Not surprisingly, the TSC2 splice site variant (rs1800720) detected in our previous study design displayed significant cumulative toxicity association. In addition, we detected a new variant GEN1, a Holliday junction 5′ flap endonuclease (GEN1) pLys839Glufs (rs149936944) that was associated with significant protection from RT therapy induced toxicity. We found that 9 patients carried this variant and that 2 of them were bi-allelic (Fig. 2). We confirmed this finding by analyzing the RNA-seq data. The reference GEN1 protein is 908 amino acids long. The variant we detected has a frame shift mutation introducing a stop codon at position 839 resulting in truncated messenger RNA (mRNA) missing 69 amino acids at the C-terminus of the GEN1 protein with potential for nonsense-mediated RNA decay. The presence of homozygosity (Fig. 2) of this variant implicates GEN1 redundancy, however, it is possible that this change leads to an alternate biological function. Indeed, GEN1 redundancy has been reported by Wang et.al [51]. They found that GEN1 and essential meiotic structure-specific endonuclease 1 (EME1) play redundant roles in meiotic recombination in a mouse model and that deletion of both genes confer synthetic lethality in mice [51]. In addition, a GEN1 knockout mouse is viable [52, 53].

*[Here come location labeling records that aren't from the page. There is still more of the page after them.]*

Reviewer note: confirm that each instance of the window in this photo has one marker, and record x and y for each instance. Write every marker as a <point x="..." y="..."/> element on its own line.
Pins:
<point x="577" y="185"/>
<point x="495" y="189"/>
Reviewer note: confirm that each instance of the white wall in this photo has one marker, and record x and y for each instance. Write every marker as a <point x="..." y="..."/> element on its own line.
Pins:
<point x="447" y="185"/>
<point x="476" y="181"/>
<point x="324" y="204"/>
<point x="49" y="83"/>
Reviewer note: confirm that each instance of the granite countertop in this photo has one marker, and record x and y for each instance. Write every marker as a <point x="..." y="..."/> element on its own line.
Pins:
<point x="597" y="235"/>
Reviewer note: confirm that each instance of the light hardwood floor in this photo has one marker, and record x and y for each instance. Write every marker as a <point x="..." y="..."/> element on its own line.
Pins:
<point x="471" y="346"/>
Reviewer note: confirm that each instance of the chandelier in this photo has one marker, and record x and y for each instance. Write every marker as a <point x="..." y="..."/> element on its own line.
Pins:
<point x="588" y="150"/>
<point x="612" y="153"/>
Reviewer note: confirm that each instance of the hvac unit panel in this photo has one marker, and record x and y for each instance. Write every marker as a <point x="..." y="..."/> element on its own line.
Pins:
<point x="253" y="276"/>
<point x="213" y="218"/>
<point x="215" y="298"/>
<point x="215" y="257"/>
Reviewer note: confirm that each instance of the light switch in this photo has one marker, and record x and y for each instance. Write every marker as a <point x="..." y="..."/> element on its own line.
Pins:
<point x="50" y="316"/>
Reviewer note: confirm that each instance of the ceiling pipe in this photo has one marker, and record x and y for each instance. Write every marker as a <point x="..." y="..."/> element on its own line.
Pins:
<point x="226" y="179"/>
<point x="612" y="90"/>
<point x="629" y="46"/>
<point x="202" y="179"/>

We found that the nuclear receptor corepressor 2 (NCOR2) Gln510dup variant (rs35831183), showed a strong association with Group D (p = 0.008151).

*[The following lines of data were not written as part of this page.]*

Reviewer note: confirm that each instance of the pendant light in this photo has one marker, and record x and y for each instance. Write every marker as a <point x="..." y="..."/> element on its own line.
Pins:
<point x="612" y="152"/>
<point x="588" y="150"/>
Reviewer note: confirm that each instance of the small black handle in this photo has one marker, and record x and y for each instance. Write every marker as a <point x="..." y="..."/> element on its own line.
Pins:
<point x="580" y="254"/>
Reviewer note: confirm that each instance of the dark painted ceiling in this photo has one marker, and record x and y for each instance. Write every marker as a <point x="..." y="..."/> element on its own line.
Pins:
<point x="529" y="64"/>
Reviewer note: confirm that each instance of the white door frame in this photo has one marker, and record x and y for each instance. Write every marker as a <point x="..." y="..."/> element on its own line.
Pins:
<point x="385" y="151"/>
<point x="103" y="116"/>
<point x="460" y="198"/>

We also examined clinical outcomes between the two sets of groups and the implication of certain variants. For this portion of the analysis only those patients with HNSCC treated with definitive or post-op radiation/chemoRT were included. A total of 34 patients were included with radiation treatment dates ranging from January 2009 to January 2021. There were 14 patients (41.2%) that were treated in the post-operative setting. Radiation dose was available for 31 (91.2%) of patients, ranging 60–70 Gy (Gy). 27 patients (79.4%) received concurrent systemic therapy, most frequently cisplatin (70.4%). Median age at treatment was 62.5 years (range 37–85, Table 1), with a median follow up of 42.5 months (range 7–205). Between Groups A vs. B and Groups C vs. D there were no significant differences in age, stage, site of primary, HPV status, use of surgery or concurrent chemotherapy. Patient characteristics can be found in Table 1. 11.7% of patients had Grade 3 early mucositis or dysphagia and 29.4% of patients had Grade 3 dysphagia; no Grade 4 or 5 AEs were recorded.

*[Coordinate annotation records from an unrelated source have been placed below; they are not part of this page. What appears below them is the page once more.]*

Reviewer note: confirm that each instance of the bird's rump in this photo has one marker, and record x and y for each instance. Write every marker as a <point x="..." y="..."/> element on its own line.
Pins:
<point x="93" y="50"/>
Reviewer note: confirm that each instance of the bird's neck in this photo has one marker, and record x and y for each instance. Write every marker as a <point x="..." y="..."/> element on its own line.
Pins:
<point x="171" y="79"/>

Patients in Group A had significantly better OS in comparison to Group B (p = 0.017, Fig. 3). There were also significant differences in PFS (p = 0.001), LFS (p = 0.041) and MFS (0.010). As noted previously, alterations in TSC2 were more prevalent in elevated late toxicity Group A, and patients with variants in TSC2 also had significantly improved LFS (p = 0.018, Table 3). FANCD2 was also more prevalent in Group A and associated with improved PFS (p = 0.039) and MFS (p = 0.018), as was PPP1R15A with PFS (p = 0.008) and LFS (0.028). There were five HLA-DMB/HLA-DMA variants only present in patients in Group B which were associated with a higher risk of LRR (p = 0.041). Within Groups C and D the major HLA-F N353L variant was significantly more prevalent in Group D and associated with more frequent distant metastases (p = 0.046).